比起中国企业,梅西百货关店的速度还不够快

Scott Cendrowski 2016-08-17
这家百年老店应该向中国公司学习,要敢于甩掉包袱,断臂求生。

优秀的中国公司跟随消费者的口味调整速度之快,经常让西方同行惊讶。

在中国人看来,即使美国百年老店梅西百货关闭约占总数15%的百家门店,也没什么大不了。

梅西百货关店的现实意义在于,面对亚马逊的崛起,以及纽约布鲁克林区无数初创公司在网上出售奢侈内衣和全套服装的热潮,纵然是老牌百货公司也难以应付。

中国也有一家类似的连锁百货公司,过去几年的困境跟梅西差不多。逛街的购物者越来越少,网店造成的竞争又越发激烈,实体店的客流和利润锐减。中国品牌的对策是大量关闭实体店,比例较梅西百货的15%高得多。

据中国媒体报道,中国内地首富王健林旗下购物中心开发商大连万达集团去年决定,关闭90家百货商店中的40家,几乎占店面总数的一半。内部人士告诉内地媒体,万达2007年以后开张的百货商店都没盈利。

尽管万达开拓网上销售看来一团乱,但其关闭过气百货商店的决策,以及短短几年内将450亿美元年销售额的业务重心从房地产转向服务业,都可能成为哈佛商学院的案例。不过,美国企业的最高领导者似乎不可能如此行事。

中国的初创公司还提供了更多的实例。

中国最大的出行共享平台滴滴出行起家时只有出租车叫车服务,但后来滴滴紧随美国竞争对手优步,在中国提供多项类似服务。后来即便优步的人气越来越高,滴滴出行的市场份额也居高不下。如今滴滴还提供拼车和私人巴士服务,周五晚上车主饮酒过多无法开车时,也可以通过平台找到代驾的司机。滴滴出行之所以能击败更强大的美国对手,主要原因是其能及时调整业务,满足用户的需求。

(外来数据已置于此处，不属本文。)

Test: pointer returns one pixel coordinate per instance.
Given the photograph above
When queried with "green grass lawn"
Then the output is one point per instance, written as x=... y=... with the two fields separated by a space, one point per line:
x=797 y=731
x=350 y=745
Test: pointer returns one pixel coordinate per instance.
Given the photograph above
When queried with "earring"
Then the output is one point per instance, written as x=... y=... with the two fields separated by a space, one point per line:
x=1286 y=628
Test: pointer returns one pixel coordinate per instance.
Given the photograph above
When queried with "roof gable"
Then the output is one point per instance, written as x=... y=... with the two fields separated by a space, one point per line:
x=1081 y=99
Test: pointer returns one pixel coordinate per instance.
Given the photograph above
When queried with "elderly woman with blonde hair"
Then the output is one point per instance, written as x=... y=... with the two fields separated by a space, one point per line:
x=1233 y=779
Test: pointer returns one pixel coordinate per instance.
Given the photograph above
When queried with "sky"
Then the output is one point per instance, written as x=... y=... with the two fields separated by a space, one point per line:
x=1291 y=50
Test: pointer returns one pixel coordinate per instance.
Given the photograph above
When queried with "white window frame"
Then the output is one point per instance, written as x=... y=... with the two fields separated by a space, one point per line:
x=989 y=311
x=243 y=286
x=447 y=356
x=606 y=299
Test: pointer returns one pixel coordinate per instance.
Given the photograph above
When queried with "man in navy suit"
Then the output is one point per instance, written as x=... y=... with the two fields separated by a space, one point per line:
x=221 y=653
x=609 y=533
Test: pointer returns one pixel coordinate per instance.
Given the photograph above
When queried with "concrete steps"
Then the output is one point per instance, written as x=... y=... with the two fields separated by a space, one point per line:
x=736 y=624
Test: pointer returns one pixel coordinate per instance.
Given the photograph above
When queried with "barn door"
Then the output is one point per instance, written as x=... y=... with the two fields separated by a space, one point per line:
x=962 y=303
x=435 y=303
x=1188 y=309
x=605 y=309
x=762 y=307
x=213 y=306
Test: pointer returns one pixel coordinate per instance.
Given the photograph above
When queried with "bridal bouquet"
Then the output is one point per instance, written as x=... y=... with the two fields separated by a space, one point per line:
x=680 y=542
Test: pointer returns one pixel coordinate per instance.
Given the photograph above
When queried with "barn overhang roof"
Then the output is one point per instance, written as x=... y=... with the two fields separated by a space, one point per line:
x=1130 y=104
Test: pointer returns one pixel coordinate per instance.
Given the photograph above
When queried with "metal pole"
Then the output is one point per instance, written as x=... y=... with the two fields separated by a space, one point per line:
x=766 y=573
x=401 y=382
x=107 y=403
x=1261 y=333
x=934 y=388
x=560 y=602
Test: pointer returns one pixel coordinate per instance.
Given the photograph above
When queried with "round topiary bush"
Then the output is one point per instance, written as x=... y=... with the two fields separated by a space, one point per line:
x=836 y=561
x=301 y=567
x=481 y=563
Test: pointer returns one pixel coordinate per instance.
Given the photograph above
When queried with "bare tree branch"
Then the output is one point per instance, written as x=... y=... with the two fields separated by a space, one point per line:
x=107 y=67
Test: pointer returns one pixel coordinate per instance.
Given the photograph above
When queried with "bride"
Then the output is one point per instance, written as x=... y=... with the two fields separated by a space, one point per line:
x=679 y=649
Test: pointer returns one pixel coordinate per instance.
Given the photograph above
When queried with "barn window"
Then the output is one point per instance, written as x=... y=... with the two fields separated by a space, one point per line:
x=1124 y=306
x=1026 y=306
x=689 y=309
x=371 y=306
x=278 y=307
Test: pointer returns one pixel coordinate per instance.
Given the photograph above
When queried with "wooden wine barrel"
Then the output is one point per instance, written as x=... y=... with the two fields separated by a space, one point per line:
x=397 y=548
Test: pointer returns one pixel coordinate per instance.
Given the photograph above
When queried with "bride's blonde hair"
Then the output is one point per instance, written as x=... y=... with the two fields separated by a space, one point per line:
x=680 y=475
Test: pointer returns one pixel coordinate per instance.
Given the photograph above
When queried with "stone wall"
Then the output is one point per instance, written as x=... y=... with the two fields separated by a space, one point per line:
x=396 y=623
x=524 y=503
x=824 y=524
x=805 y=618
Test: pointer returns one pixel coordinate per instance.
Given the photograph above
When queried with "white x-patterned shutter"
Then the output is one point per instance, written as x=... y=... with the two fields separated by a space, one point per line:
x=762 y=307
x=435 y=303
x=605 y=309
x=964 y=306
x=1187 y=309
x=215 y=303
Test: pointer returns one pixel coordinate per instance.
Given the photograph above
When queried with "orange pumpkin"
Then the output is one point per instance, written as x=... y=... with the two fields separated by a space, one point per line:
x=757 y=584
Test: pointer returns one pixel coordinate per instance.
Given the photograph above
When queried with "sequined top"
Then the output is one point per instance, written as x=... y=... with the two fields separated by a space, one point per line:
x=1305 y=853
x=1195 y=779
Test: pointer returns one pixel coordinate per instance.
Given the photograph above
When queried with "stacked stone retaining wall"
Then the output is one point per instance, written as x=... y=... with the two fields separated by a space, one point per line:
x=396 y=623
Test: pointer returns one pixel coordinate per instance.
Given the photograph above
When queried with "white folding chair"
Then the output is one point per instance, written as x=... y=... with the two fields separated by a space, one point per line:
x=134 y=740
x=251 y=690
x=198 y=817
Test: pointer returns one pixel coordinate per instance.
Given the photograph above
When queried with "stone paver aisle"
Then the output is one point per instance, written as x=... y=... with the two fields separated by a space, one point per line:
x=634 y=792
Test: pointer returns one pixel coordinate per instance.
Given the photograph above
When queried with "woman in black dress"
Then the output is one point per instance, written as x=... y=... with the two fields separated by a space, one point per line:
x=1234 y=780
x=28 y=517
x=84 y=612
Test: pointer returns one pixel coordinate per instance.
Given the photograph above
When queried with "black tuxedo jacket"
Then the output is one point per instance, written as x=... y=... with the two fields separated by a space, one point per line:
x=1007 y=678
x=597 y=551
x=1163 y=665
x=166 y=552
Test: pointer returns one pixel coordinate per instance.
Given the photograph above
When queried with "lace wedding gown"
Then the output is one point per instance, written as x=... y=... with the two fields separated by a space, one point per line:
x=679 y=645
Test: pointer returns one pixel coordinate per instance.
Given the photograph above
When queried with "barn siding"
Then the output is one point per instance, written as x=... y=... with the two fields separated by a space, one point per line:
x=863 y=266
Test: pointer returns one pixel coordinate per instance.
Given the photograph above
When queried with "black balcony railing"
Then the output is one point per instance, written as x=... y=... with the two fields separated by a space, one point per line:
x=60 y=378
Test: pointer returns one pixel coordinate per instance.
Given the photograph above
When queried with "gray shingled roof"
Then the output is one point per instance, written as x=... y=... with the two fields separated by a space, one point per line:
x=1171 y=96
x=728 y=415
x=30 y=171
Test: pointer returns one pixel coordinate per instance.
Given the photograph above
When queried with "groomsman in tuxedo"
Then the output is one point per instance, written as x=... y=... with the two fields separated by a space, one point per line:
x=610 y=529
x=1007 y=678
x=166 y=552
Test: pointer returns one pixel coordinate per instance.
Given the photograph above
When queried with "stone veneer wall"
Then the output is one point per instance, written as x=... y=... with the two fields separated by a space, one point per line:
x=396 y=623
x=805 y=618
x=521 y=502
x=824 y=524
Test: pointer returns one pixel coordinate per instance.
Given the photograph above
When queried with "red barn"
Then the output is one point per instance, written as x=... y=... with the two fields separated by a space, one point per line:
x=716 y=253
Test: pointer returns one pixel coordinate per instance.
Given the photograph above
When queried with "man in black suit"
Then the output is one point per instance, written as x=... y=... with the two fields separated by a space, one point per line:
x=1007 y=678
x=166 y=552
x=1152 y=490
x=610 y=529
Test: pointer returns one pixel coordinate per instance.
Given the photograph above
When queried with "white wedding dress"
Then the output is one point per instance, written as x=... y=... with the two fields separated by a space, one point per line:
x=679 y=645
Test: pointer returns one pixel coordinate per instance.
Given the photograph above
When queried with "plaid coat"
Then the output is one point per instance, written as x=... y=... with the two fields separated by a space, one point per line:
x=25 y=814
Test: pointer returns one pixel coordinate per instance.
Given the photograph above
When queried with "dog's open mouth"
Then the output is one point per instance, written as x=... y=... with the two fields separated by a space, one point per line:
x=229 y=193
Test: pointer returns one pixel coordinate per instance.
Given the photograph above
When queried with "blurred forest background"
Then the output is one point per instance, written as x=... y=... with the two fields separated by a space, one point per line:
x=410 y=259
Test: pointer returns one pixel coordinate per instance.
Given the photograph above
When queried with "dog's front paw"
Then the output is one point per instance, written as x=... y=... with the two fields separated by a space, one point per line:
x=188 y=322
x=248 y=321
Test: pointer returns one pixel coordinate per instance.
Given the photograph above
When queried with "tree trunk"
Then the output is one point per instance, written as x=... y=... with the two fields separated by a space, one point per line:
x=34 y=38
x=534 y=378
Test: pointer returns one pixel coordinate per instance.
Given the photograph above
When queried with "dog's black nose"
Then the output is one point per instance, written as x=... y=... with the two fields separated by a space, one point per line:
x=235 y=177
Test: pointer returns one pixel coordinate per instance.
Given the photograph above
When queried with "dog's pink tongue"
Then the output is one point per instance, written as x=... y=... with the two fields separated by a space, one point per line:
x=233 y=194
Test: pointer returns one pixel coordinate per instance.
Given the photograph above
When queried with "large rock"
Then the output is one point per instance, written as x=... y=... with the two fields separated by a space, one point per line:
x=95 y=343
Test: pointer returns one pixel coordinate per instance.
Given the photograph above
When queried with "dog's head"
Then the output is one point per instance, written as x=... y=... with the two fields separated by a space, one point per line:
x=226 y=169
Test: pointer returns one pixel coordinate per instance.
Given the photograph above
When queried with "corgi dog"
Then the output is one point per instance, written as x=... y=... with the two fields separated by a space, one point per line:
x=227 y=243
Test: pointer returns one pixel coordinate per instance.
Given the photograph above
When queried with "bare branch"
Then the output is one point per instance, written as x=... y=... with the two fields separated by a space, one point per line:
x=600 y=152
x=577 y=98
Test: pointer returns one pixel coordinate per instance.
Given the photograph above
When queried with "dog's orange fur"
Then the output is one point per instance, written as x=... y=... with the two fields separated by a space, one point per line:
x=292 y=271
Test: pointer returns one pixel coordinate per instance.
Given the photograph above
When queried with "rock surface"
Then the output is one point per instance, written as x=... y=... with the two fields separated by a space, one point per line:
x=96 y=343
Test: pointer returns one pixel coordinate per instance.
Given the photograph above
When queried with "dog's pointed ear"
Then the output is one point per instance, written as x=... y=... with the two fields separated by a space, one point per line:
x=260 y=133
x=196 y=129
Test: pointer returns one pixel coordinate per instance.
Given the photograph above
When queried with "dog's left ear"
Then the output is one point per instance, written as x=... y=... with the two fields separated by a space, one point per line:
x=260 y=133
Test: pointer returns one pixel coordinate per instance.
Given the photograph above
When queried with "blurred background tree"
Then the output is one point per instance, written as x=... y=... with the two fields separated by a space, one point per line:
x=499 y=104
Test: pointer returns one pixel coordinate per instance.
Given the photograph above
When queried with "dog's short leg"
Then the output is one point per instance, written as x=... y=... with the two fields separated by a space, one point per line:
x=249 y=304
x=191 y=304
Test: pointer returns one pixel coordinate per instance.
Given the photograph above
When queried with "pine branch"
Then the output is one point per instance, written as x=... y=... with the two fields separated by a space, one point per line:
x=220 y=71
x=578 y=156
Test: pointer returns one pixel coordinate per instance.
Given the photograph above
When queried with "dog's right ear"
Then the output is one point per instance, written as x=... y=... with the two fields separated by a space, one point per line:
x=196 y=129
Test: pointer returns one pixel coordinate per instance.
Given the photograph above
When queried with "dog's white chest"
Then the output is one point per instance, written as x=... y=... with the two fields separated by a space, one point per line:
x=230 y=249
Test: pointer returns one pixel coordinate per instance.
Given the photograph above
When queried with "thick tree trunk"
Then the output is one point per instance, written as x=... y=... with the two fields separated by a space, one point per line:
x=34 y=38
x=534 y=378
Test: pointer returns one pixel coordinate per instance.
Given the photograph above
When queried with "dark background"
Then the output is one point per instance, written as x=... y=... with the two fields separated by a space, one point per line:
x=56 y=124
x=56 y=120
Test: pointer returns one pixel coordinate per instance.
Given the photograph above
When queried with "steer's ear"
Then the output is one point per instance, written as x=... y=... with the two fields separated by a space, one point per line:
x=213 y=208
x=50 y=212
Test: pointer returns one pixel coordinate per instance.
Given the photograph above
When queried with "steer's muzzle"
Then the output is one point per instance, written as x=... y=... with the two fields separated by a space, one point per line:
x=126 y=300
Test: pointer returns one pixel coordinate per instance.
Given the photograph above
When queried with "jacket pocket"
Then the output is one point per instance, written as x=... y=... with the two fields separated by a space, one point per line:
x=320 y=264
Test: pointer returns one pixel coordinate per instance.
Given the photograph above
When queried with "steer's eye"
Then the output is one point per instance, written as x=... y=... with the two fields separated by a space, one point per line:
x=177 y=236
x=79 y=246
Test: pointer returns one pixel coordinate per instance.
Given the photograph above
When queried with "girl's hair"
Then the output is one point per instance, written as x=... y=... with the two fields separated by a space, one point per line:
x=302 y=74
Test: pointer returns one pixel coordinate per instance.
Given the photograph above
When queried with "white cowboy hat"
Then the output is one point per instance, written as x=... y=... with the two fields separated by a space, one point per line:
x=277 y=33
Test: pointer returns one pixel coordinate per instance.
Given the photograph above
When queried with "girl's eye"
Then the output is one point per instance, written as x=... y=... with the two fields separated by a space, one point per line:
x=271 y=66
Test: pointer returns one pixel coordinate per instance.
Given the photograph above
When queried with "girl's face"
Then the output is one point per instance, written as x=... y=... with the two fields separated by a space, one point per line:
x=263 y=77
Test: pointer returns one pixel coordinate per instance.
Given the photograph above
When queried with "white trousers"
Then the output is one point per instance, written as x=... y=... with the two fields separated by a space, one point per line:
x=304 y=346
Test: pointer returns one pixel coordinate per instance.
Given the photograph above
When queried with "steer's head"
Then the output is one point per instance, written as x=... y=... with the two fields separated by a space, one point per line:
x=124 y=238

另一个例子来自腾讯。腾讯即时通讯应用微信面世后,蚕食了其他服务的市场份额。如今微信目前用户突破7亿。

在许多方面,中国像印度一样超越了美国。比如,中国的固网电信网络并不完善,运营商也不用从固话转向手机,中国全是手机生产企业。万达上纪80年代末才成立,而梅西百货早在1851年就开了第一家店。

不仅有这些后发优势,许多中国企业还克服了所谓创新者的困境。消费者当下的需求未来的需求二选一时,很多企业都清醒地倾向于未来需求。

或许梅西百货关店后,能真正放下包袱,断臂求生。

如果做不到,梅西百货的衰败只能怪自己战略转型过于缓慢。而与此同时,很多中国企业正在积极应变。(财富中文网)

翻译:Pessy

审校:夏林

Westerners often underestimate how good China’s private businesses are at swiftly adapting to consumer tastes.

That’s why the news of Macy’s closing 100 stores, or about 15% of its total, seems tame from a Chinese perspective.

Macy’s relevance, even if it is a most storied department store brand, is fading amid the rise of Amazon.com and countless Brooklyn-inspired startups peddling online luxury underwear and entire outfits.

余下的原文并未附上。